Фаусту здесь не слишком нужна Маргарита — ему скорее нужен адреналин, добываемый из самого процесса ее растаптывания и погубления. Его влечет не столько ницшеанская воля к власти, сколько желание «оттянуться по полной» (вот вам нынешнее «Остановись, мгновенье!»). В режиссуре Микаэля Тальхаймера гетевский протагонист — это Просперо, ставший Калибаном. Помните, как в шекспировской «Буре» торжествующий полузверь пляшет и поет гротескную песнь освобождения: «Свобода, свобода, бан, бан, Калибан» (русский вариант той же темы — «Свобода, свобода, эх, эх, без креста!»). По логике нового «Фауста» это и есть гимн современного человечества, а не всякие там «Обнимитесь, миллионы!». Калибану нужна свобода, чтобы убить Просперо, трахнуть Миранду и населить землю калибанчиками. Кульминация роли Фауста — калибанья пляска в стиле яростного рэпа.

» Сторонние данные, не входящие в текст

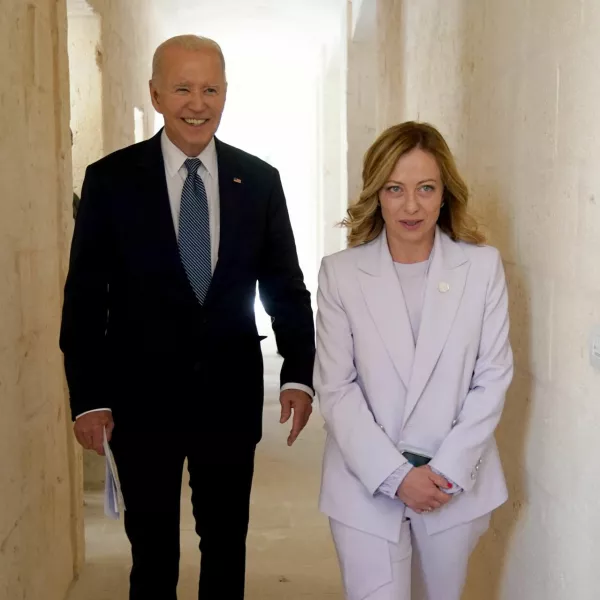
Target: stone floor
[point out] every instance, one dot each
(290, 555)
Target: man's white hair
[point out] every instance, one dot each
(189, 42)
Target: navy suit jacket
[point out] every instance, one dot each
(135, 338)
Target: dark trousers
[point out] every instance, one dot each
(150, 465)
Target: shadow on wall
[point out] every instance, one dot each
(487, 147)
(486, 569)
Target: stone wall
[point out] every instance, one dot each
(40, 519)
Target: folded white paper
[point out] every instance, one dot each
(113, 498)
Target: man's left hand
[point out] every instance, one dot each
(301, 403)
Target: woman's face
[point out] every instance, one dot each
(412, 198)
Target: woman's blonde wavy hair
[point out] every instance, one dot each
(364, 219)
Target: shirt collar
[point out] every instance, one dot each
(174, 158)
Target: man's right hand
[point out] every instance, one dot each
(420, 490)
(89, 429)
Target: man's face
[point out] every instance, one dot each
(189, 91)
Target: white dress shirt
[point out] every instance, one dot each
(176, 174)
(413, 279)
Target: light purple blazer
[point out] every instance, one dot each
(378, 393)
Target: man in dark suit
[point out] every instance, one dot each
(158, 330)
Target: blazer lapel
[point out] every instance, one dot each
(157, 207)
(231, 195)
(385, 302)
(444, 291)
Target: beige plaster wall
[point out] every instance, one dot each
(85, 48)
(40, 520)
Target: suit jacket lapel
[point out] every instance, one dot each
(385, 301)
(157, 208)
(444, 291)
(231, 194)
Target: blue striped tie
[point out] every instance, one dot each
(194, 231)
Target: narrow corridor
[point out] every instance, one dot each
(290, 554)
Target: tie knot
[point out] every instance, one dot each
(192, 165)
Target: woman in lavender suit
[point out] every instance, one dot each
(413, 364)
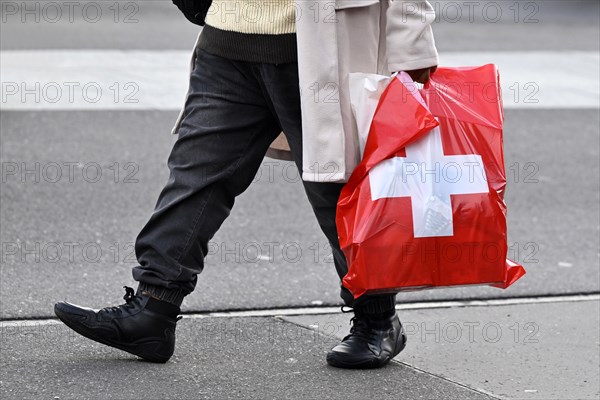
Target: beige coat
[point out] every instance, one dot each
(336, 38)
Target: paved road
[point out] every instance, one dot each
(79, 180)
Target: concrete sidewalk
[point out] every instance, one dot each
(536, 350)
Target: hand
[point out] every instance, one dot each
(194, 10)
(421, 75)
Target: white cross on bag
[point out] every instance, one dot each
(429, 177)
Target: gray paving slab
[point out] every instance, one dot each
(480, 25)
(533, 351)
(249, 358)
(74, 239)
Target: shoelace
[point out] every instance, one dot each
(129, 298)
(360, 325)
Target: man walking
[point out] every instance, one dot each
(262, 67)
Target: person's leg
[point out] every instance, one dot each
(377, 334)
(226, 130)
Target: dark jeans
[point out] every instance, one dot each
(234, 111)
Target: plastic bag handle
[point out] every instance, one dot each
(411, 85)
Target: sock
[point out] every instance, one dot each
(376, 307)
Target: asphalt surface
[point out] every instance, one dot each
(70, 236)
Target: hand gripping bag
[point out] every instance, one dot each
(425, 207)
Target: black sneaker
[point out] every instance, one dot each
(372, 343)
(143, 326)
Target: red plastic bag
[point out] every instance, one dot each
(425, 207)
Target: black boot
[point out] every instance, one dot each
(142, 326)
(373, 341)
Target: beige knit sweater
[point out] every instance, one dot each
(274, 17)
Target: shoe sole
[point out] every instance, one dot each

«Пафосные» фразы Гете, свято верившего в триаду «добро, истина, красота», актеры Тальхаймера заключают в интонационные кавычки («дескать», «будто бы», «как говорили в старые времена» и т.д.) — обычный постмодернистский способ спасения от того, что кажется теперь высокопарностью.

Романтическую балладу о Фульском короле, которую в Германии знает каждый школьник, Гретхен и бубнит по-школьному — на одной ноте, без пауз, уныло глядя в сторону, как отвечают урок. Так снижающая ирония, призванная помочь избавиться от пафоса, коего пуще нечистой силы страшится постмодернистское сознание, откликается на выпотрошенность души современника, вторит ей.

На пресс-конференции Михаэль Тальхаймер твердил, что в своем «Фаусте» он восстает против современного безверия. Но чтобы этот бунт имел смысл, надо, как говорит простодушный мольеровский персонаж, во что-нибудь верить, кроме, конечно, того, что «дважды четыре восемь» (формула веры обольстительного либертина из той же пьесы Мольера). На бесконечные истерические вопли-вопрошания Гретхен «Ты веришь?» Фаусту (Инго Хюлльсману) нечего ответить. На той же пресс-конференции режиссер что-то говорил о душевной боли, которую он стремился вложить в своего «Фауста». Но в том-то и дело, что ее, этой боли, которая могла бы заполнить расстояние между философией одного, пусть главного персонажа и смыслом целого, в «Фаусте» Тальхаймера нет. Идея остается на уровне декларации, между этим самым безверием и спектаклем иголочки не просунешь. Жалеть тут некого, даже Маргариту, полусонную куклу с остановившимся взглядом и автоматическими движениями. Вещественный символ спектакля — пустой стакан. Пространство мира огромно, пусто и холодно. С чем большей страстью и сладострастием Фауст выворачивает себя наизнанку, тем больше со сцены веет холодом.

Нельзя не признать, что эти пустота и ледяной холод, источаемый собранными в круг высокими светлыми полукруглыми стенами, у Тальхаймера эстетически безупречны. Спектакль «Дойчес театр» выстроен с математически выверенной резкостью сценической графики (вот где торжествует «дважды четыре восемь»). Кто-то упрекал режиссера в том, что в его «Фаусте» нет развития. Но в этом спектакле развития быть не может, оно и не предусмотрено. Линия жизни героя — ровная горизонталь, как на экране осциллографа, фиксирующего летальный исход. Вероятно, это и есть Фауст нашего времени. Другого, кажется, мы не заслужили.